Developing a new combination therapy for incurable prostate cancer
Grant information
Researchers: Dr Francesco Crea
Institution: Open University
Grant award: £620,153
Reference: RIA22-ST2-006
What you need to know
- The researchers are working on a new treatment for a type of prostate cancer called neuroendocrine prostate cancer, which is currently incurable.
- This treatment would be personalised, targeting specific genes in the cancer cells.
- The researchers will also develop a blood test that can predict how well the treatment will work. This test would help doctors decide which men will benefit from the therapy and monitor their progress during treatment.
What will the researchers do?
Dr Crea and his team aim to develop a new, personalised treatment for neuroendocrine prostate cancer, which is very aggressive and currently has no cure.
They will work on two important things: treatment and testing. For the first part, they will develop a treatment that can ‘reprogram’ the cancer cells in the prostate, byswitching key genes on and off. The researchers believe that the reprogramming will make the cancer cells easier to treat with conventional cancer therapies like chemotherapy.
Then they will try different combinations of chemotherapy drugs to find which works best when combined with the reprogramming drug.
In parallel, they will develop a blood test that can check which genes are on or off in the cancer. At diagnosis, this test could let doctors know if a man would benefit from the reprogramming treatment, but it could also be used during treatment to see if the combination of reprogramming drug and chemotherapy is working well.
They will also check if the test results are consistent at detecting cancers that are susceptible to this treatment and can predict how well the drugs will work.

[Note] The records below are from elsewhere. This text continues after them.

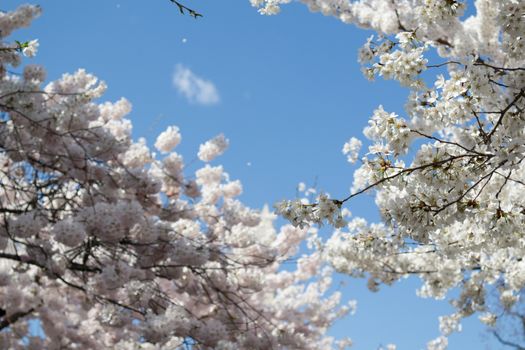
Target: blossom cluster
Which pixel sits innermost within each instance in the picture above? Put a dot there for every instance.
(448, 176)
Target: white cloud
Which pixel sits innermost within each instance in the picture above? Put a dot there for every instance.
(193, 87)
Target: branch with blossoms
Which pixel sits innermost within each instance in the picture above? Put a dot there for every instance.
(96, 228)
(183, 9)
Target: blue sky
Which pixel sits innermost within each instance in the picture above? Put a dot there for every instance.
(290, 93)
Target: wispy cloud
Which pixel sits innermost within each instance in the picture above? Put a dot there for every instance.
(194, 88)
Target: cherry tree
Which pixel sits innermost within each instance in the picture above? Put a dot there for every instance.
(108, 244)
(449, 173)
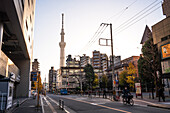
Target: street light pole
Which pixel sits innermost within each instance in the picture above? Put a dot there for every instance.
(113, 77)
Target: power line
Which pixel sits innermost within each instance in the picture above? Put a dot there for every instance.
(134, 17)
(137, 20)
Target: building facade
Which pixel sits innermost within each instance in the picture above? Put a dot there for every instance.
(161, 38)
(16, 41)
(52, 79)
(96, 62)
(84, 60)
(72, 62)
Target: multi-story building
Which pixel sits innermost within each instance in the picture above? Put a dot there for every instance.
(72, 62)
(133, 60)
(34, 74)
(96, 63)
(16, 42)
(72, 77)
(52, 79)
(84, 60)
(35, 65)
(161, 37)
(104, 62)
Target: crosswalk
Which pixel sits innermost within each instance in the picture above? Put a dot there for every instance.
(50, 106)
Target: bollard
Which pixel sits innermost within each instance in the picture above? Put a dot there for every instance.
(62, 105)
(149, 96)
(18, 103)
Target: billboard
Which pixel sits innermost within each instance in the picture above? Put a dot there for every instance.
(165, 50)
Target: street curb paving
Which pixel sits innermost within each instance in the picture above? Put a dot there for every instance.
(159, 106)
(14, 108)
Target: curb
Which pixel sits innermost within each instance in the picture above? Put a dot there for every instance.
(159, 106)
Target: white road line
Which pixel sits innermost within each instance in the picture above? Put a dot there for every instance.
(67, 109)
(115, 109)
(42, 104)
(49, 104)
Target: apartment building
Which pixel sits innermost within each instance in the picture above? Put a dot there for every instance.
(84, 60)
(52, 79)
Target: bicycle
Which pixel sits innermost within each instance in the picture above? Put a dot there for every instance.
(125, 100)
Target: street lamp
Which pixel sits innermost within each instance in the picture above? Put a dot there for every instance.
(113, 77)
(80, 74)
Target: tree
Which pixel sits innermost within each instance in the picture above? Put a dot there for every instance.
(104, 81)
(143, 69)
(89, 74)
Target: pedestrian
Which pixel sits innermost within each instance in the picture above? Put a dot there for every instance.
(161, 93)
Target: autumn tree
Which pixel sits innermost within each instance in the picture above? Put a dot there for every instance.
(151, 61)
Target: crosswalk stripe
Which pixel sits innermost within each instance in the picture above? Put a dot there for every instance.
(100, 105)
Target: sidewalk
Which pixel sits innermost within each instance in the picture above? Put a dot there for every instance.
(146, 101)
(27, 105)
(155, 103)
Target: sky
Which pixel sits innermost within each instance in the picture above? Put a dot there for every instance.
(82, 18)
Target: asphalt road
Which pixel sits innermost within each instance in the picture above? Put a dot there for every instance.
(78, 104)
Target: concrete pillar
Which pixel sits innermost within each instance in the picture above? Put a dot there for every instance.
(1, 35)
(23, 88)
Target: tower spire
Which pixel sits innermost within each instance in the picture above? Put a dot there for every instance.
(62, 20)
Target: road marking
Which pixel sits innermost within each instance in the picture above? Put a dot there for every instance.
(99, 105)
(143, 101)
(67, 110)
(49, 104)
(42, 104)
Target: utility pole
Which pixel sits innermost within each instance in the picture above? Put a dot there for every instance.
(113, 77)
(38, 89)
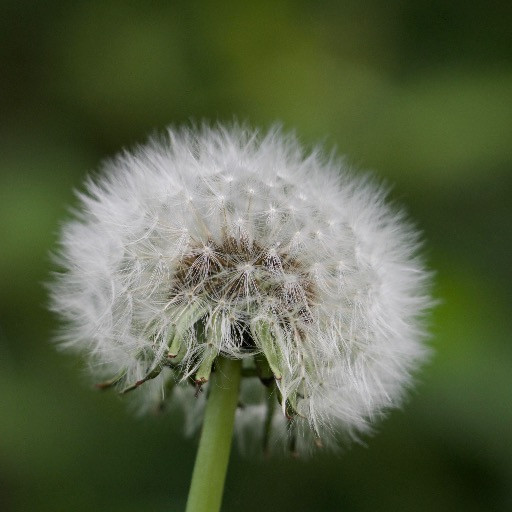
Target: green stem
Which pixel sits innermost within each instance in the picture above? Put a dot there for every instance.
(212, 458)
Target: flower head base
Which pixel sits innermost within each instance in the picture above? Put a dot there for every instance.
(226, 242)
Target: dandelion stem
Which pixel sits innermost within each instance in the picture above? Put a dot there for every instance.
(212, 458)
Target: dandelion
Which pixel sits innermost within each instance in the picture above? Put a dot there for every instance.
(229, 251)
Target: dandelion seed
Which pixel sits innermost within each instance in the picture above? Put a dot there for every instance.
(227, 242)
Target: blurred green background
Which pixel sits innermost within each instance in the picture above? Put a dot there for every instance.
(421, 91)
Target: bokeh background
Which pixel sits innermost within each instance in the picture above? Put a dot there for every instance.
(419, 91)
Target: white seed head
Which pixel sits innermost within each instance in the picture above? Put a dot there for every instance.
(227, 241)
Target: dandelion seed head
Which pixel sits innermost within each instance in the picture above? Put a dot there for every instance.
(228, 241)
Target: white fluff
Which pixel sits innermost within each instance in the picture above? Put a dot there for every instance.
(230, 241)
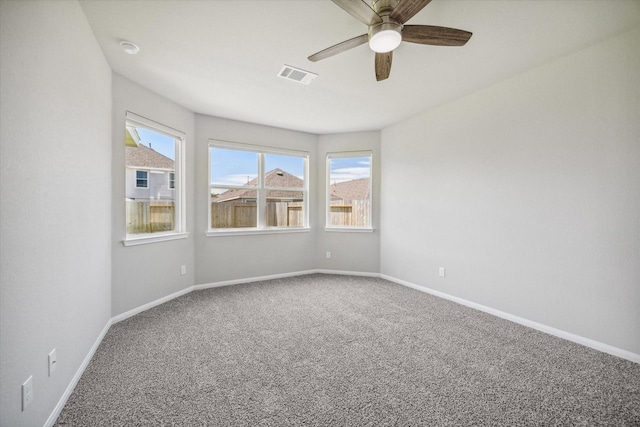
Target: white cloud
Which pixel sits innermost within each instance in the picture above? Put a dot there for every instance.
(349, 174)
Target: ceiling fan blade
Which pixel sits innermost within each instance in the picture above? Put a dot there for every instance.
(383, 65)
(359, 10)
(339, 48)
(407, 9)
(437, 36)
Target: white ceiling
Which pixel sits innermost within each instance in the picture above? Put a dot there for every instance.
(221, 58)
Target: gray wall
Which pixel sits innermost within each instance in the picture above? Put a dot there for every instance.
(223, 258)
(55, 193)
(350, 251)
(527, 192)
(142, 274)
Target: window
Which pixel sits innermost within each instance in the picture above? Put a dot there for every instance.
(256, 189)
(142, 179)
(349, 191)
(154, 197)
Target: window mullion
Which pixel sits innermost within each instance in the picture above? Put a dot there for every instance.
(262, 195)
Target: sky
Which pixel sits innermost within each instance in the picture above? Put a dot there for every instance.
(349, 168)
(162, 144)
(235, 167)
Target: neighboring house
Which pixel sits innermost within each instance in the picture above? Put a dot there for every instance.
(150, 175)
(347, 191)
(237, 207)
(276, 178)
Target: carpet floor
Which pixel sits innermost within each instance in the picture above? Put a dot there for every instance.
(328, 350)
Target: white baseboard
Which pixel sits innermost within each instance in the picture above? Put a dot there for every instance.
(587, 342)
(74, 381)
(624, 354)
(252, 279)
(145, 307)
(348, 273)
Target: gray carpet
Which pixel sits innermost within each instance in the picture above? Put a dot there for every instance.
(325, 350)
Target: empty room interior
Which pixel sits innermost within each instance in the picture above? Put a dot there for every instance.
(445, 231)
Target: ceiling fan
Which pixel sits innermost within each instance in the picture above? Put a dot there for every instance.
(385, 19)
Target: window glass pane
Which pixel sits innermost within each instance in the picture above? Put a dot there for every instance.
(233, 208)
(150, 199)
(233, 167)
(349, 195)
(285, 208)
(284, 171)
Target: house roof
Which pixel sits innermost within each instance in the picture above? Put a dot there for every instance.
(357, 189)
(276, 178)
(145, 157)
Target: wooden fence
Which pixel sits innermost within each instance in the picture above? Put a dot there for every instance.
(150, 216)
(279, 214)
(355, 214)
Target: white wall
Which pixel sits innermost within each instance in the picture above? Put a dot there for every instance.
(527, 192)
(350, 251)
(145, 273)
(223, 258)
(55, 221)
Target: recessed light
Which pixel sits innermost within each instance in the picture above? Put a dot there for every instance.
(129, 47)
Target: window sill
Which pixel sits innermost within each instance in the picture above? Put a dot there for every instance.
(149, 238)
(245, 232)
(349, 229)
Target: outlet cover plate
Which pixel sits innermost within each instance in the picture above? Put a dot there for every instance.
(27, 392)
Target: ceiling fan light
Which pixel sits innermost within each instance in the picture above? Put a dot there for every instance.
(385, 37)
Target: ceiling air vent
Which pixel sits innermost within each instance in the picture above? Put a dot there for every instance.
(297, 75)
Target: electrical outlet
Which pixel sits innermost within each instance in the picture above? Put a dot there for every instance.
(53, 361)
(27, 392)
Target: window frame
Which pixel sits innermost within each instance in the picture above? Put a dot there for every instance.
(261, 189)
(180, 217)
(140, 179)
(347, 228)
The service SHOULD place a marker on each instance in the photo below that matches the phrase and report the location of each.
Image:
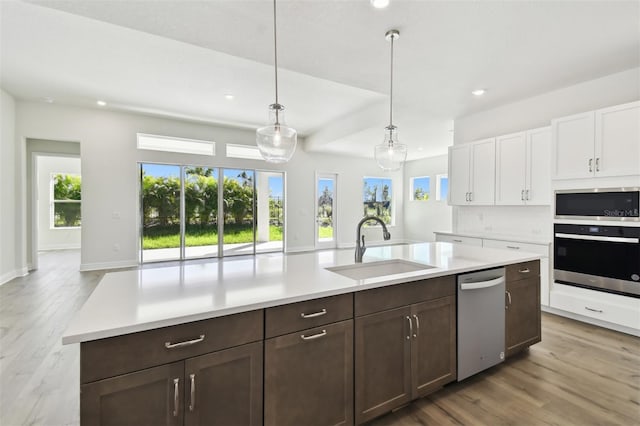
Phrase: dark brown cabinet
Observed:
(202, 373)
(147, 397)
(405, 352)
(523, 326)
(309, 377)
(225, 387)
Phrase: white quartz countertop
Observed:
(502, 237)
(139, 300)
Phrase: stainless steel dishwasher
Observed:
(480, 321)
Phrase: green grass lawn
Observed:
(169, 236)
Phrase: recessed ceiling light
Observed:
(379, 4)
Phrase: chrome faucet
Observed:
(361, 248)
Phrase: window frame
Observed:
(412, 188)
(392, 219)
(53, 202)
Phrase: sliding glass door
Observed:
(187, 214)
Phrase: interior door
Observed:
(325, 211)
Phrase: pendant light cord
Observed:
(391, 91)
(275, 49)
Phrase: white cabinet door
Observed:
(617, 140)
(483, 172)
(459, 172)
(511, 159)
(538, 172)
(573, 146)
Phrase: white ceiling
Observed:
(178, 58)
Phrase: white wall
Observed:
(110, 177)
(54, 238)
(423, 218)
(534, 221)
(9, 265)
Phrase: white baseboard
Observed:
(8, 276)
(108, 265)
(593, 321)
(300, 249)
(50, 247)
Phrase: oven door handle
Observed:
(598, 238)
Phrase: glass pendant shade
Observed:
(390, 154)
(276, 141)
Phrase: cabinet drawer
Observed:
(523, 270)
(131, 352)
(613, 308)
(459, 239)
(381, 299)
(542, 249)
(310, 313)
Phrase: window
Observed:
(420, 188)
(442, 187)
(377, 198)
(66, 201)
(171, 144)
(243, 151)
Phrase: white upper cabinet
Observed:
(472, 173)
(599, 143)
(538, 172)
(617, 140)
(522, 168)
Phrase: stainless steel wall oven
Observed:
(600, 204)
(600, 257)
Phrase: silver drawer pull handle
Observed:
(314, 315)
(170, 345)
(192, 404)
(175, 397)
(315, 336)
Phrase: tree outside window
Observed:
(420, 188)
(66, 195)
(377, 198)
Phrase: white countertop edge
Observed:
(499, 237)
(354, 286)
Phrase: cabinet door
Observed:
(382, 362)
(309, 377)
(148, 397)
(511, 155)
(618, 140)
(522, 314)
(459, 172)
(433, 353)
(573, 146)
(224, 387)
(538, 170)
(483, 172)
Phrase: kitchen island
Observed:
(198, 343)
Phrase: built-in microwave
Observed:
(600, 204)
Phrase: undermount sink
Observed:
(361, 271)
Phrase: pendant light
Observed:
(276, 141)
(390, 154)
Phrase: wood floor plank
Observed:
(578, 375)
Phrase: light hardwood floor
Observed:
(578, 375)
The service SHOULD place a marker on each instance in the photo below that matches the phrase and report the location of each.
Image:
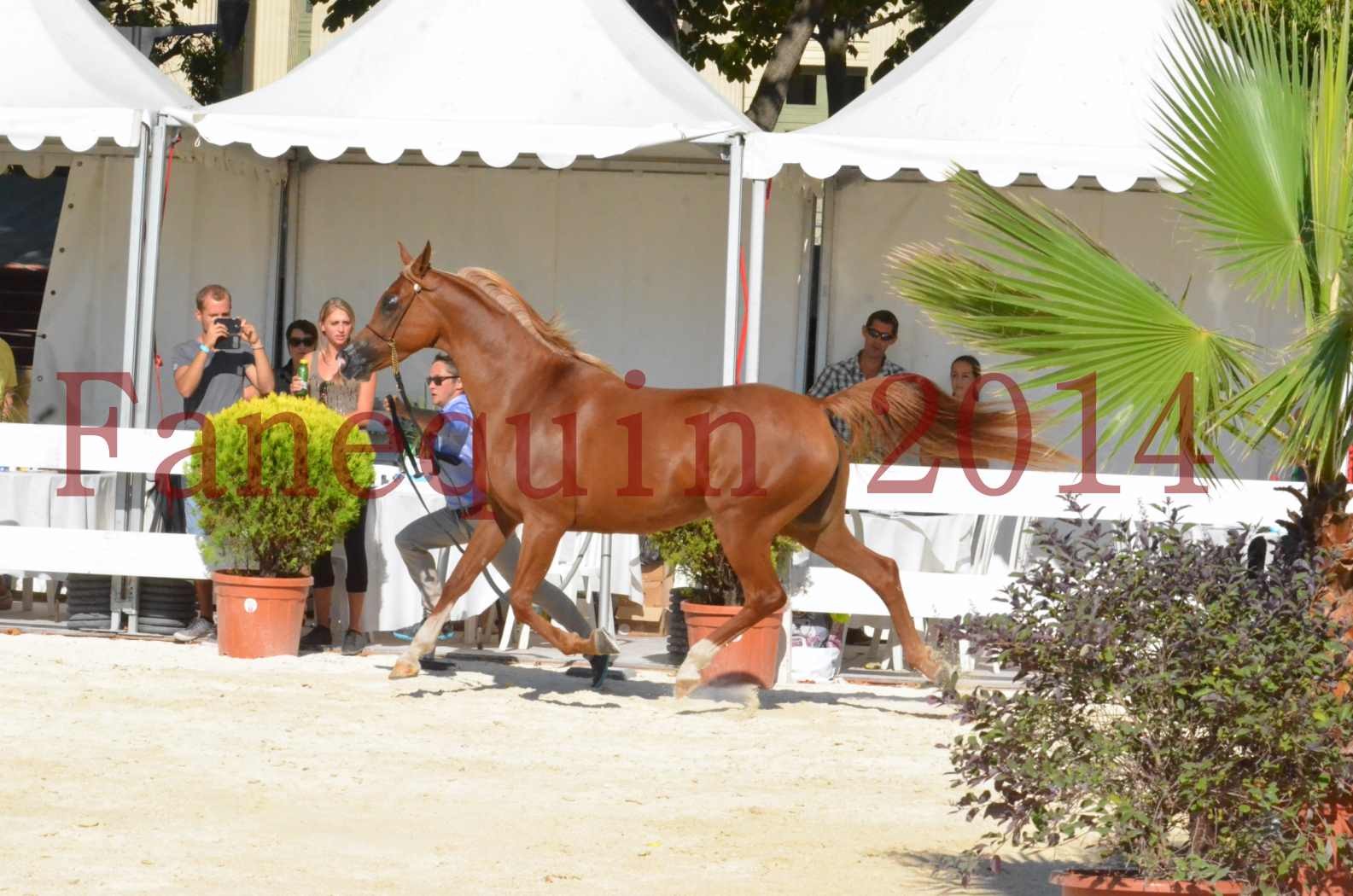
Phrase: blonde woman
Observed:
(348, 397)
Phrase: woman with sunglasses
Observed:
(300, 343)
(348, 397)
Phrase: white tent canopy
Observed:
(580, 78)
(1056, 88)
(68, 73)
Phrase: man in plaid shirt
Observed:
(880, 332)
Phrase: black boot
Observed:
(318, 637)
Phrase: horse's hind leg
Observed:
(481, 549)
(837, 544)
(762, 591)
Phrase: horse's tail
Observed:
(883, 411)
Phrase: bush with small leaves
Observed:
(1175, 704)
(267, 508)
(694, 551)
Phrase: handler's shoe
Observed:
(318, 637)
(198, 630)
(353, 643)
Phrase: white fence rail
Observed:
(1035, 494)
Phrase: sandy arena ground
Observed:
(156, 768)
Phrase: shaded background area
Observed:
(30, 210)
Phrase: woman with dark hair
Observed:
(302, 337)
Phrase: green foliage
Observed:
(1029, 283)
(739, 37)
(1257, 133)
(1176, 706)
(694, 551)
(201, 55)
(927, 18)
(754, 27)
(263, 520)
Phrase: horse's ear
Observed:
(423, 263)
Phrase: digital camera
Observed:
(231, 339)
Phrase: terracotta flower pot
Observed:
(1103, 884)
(1337, 881)
(259, 616)
(749, 658)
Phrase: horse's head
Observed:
(399, 320)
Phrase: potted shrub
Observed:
(268, 508)
(714, 595)
(1176, 704)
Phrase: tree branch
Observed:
(901, 14)
(774, 85)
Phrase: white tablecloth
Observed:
(393, 602)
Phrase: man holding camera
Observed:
(212, 372)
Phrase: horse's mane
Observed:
(551, 333)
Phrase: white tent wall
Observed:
(632, 260)
(221, 226)
(1142, 229)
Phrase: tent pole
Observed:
(134, 247)
(129, 509)
(150, 271)
(756, 253)
(735, 236)
(125, 593)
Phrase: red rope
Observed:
(742, 271)
(164, 206)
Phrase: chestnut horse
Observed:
(574, 447)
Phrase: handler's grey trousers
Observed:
(423, 536)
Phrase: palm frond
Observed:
(1234, 133)
(1034, 286)
(1307, 397)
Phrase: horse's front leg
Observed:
(483, 544)
(538, 551)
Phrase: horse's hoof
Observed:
(604, 643)
(404, 669)
(601, 665)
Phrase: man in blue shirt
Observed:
(455, 451)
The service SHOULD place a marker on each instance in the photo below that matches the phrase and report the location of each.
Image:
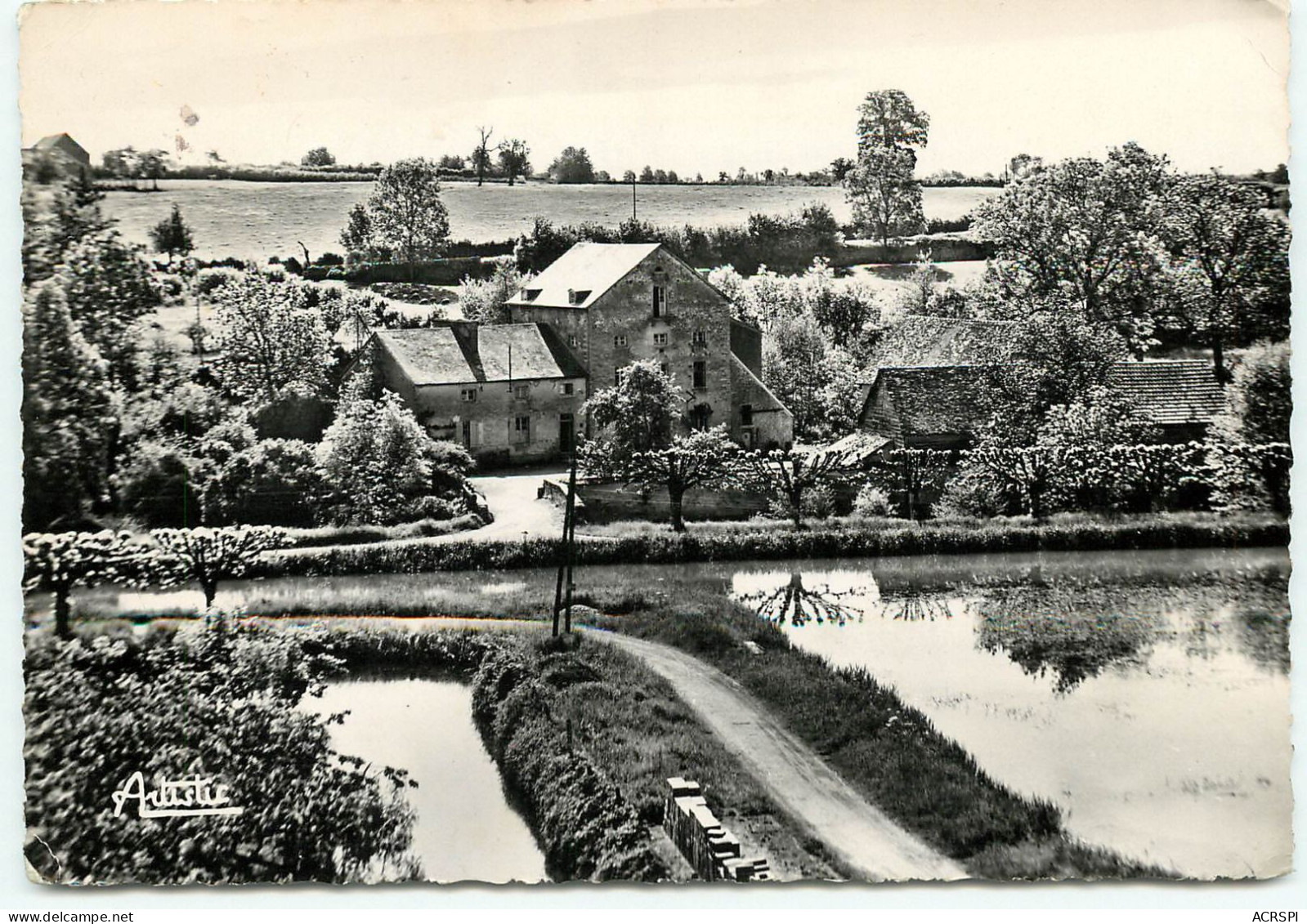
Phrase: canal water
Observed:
(1144, 693)
(464, 828)
(1154, 716)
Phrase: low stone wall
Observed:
(608, 501)
(709, 847)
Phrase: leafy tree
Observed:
(1055, 359)
(220, 702)
(1089, 231)
(405, 211)
(812, 377)
(208, 555)
(60, 562)
(694, 460)
(638, 414)
(840, 167)
(122, 163)
(273, 481)
(514, 158)
(1230, 261)
(381, 466)
(357, 237)
(881, 187)
(481, 161)
(271, 341)
(109, 289)
(573, 166)
(69, 413)
(486, 301)
(1248, 444)
(318, 157)
(172, 235)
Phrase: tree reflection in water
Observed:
(798, 605)
(912, 605)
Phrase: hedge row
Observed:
(781, 544)
(589, 829)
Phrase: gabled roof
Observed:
(1170, 391)
(929, 399)
(935, 400)
(924, 340)
(468, 353)
(63, 144)
(582, 275)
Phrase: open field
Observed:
(261, 220)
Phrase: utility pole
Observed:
(565, 566)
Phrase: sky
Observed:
(687, 85)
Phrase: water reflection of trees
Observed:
(915, 605)
(798, 605)
(1072, 636)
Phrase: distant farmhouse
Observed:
(513, 392)
(923, 394)
(59, 152)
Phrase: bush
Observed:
(217, 703)
(872, 502)
(211, 280)
(586, 826)
(910, 538)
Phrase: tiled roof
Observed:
(944, 399)
(924, 340)
(932, 399)
(1170, 391)
(582, 275)
(467, 353)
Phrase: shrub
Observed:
(872, 502)
(216, 703)
(589, 829)
(211, 280)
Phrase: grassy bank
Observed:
(884, 749)
(745, 542)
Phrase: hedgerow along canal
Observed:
(464, 829)
(1144, 693)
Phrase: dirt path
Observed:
(872, 846)
(860, 834)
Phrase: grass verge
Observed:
(884, 749)
(846, 538)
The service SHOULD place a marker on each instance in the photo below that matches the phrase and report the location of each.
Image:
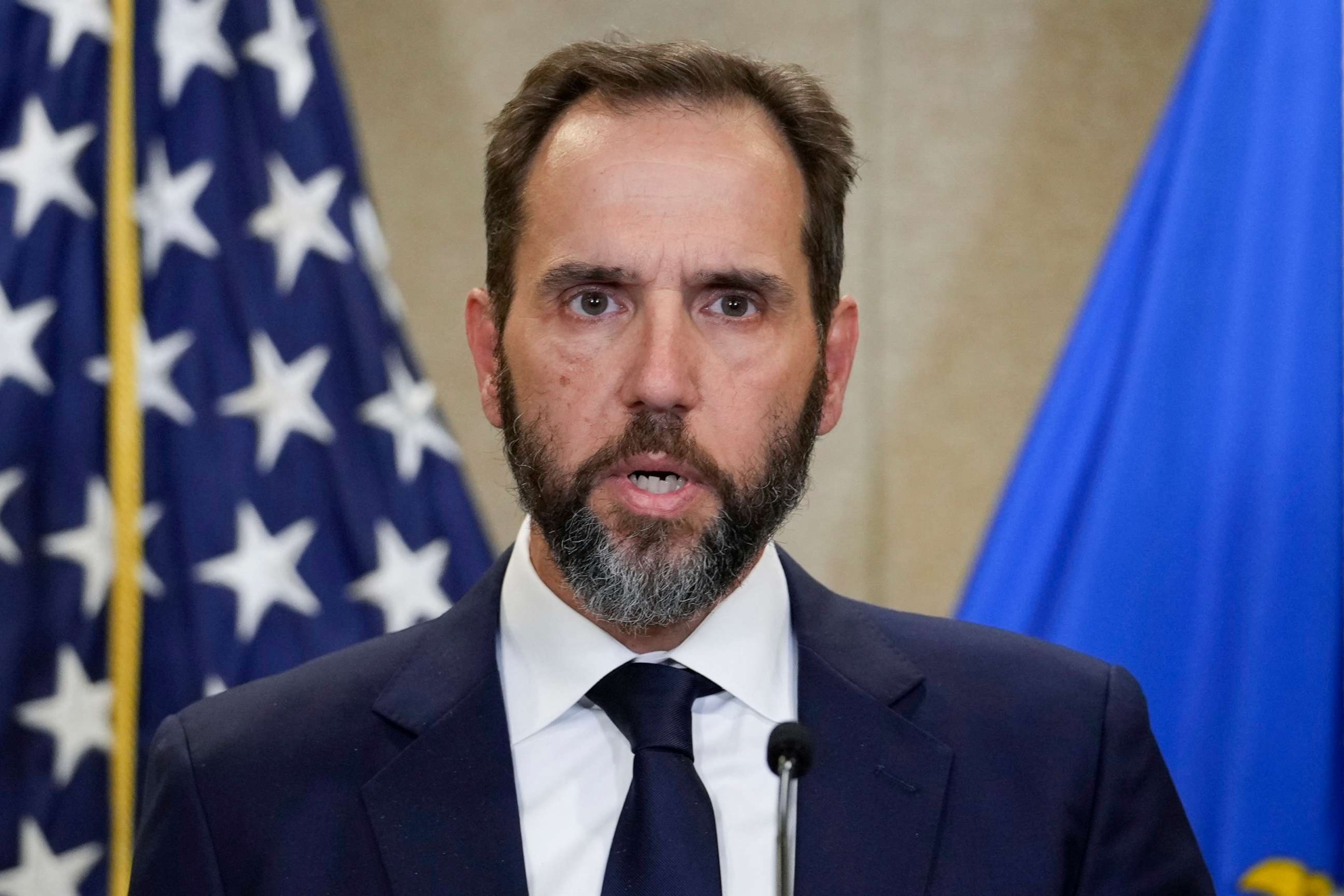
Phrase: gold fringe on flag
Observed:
(126, 451)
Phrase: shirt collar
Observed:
(552, 656)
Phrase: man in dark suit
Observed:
(662, 340)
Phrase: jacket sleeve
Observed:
(1140, 841)
(174, 848)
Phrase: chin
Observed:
(654, 536)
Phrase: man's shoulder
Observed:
(332, 695)
(980, 667)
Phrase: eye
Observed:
(734, 305)
(592, 303)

This award will enable my team to bring forward a project that started with my PhD, when I tested the first EZH2 inhibitors at the US National Cancer Institute. Now we have precision medicine tools to target this protein and to select the patients that are more likely to benefit from the treatment. Our multidisciplinary team (two companies, and academic collaborators in UK, Italy and Canada) will work to improve the lives of patients with the most aggressive form of prostate cancer.
How will this benefit men?
Neuroendocrine prostate cancer is a serious and hard-to-treat disease. Most people with it live for less than a year after they are diagnosed, and existing treatments are mostly palliative, relying on relieving symptoms.
If this research is successful, men with this kind of prostate cancer could be offered a personalised treatment (following a blood test to check if they will respond to it), and as a result live longer and have a much better quality of life than is currently possible.